At times, Peyton Manning looks like he's being fast-forwarded.
No taking most of the play clock to deke defenders into tipping their hand, no surveying the entire field to decipher opponents' intentions.
Just get to the line, take the snap and get rid of the ball in a hurry.
Then, hustle up to the line and do it all again. And again. And again.
The Denver Broncos didn't just steal away Tom Brady's favorite receiver in Wes Welker in free agency, they also adopted the New England Patriots' feverish philosophy in turbocharging their already efficient offense this offseason.

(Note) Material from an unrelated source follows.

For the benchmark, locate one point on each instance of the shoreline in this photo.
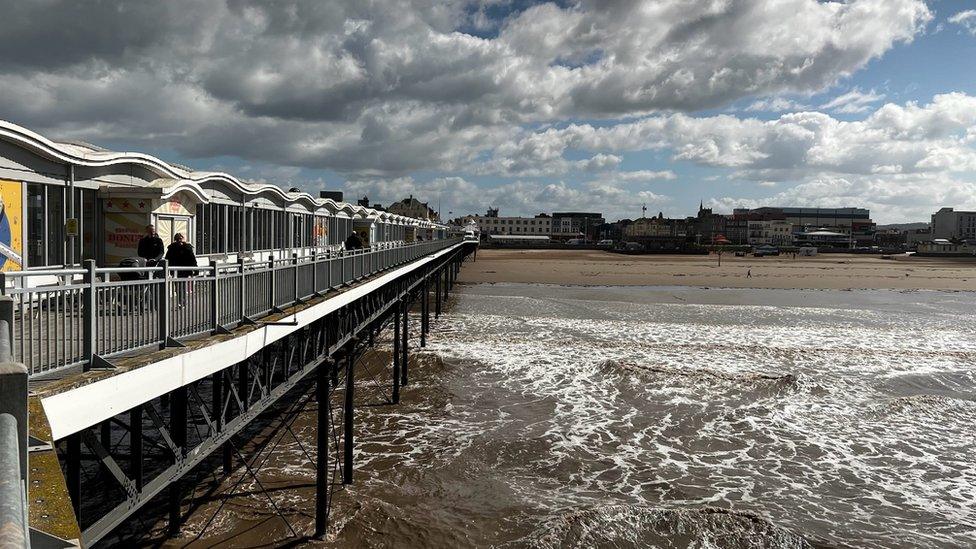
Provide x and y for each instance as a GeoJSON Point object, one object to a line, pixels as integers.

When Adam Gase was promoted from Manning's position coach to offensive coordinator over the winter, he excitedly talked about picking up the pace, and the Broncos have done just that, adding an up-tempo facet to Manning's repertoire.
The Broncos might just be the best team playing fastbreak football this fall, too, what with Manning pushing the pedal and Welker on the other end.
Revving things up this offseason also has prepared Denver's defense for the latest NFL trend.
"Communication. It speeds up everything," cornerback Champ Bailey said. "I think it is good for us to start now because we saw a little bit of that last year and it hurt us. ... When it starts going slow, it will be easy for us. The communication part is the most important thing because you can't really talk a lot. You have to use a lot of sign language and things like that. It really prepares us for what is to come."
The Broncos remember all too well their loss at New England last October when anybody daring to run grab a cold one from the fridge risked missing plenty of action. The Patriots got off 89 plays that afternoon, registering a team-record 35 first downs in a 31-21 win in which Welker had nine catches by halftime.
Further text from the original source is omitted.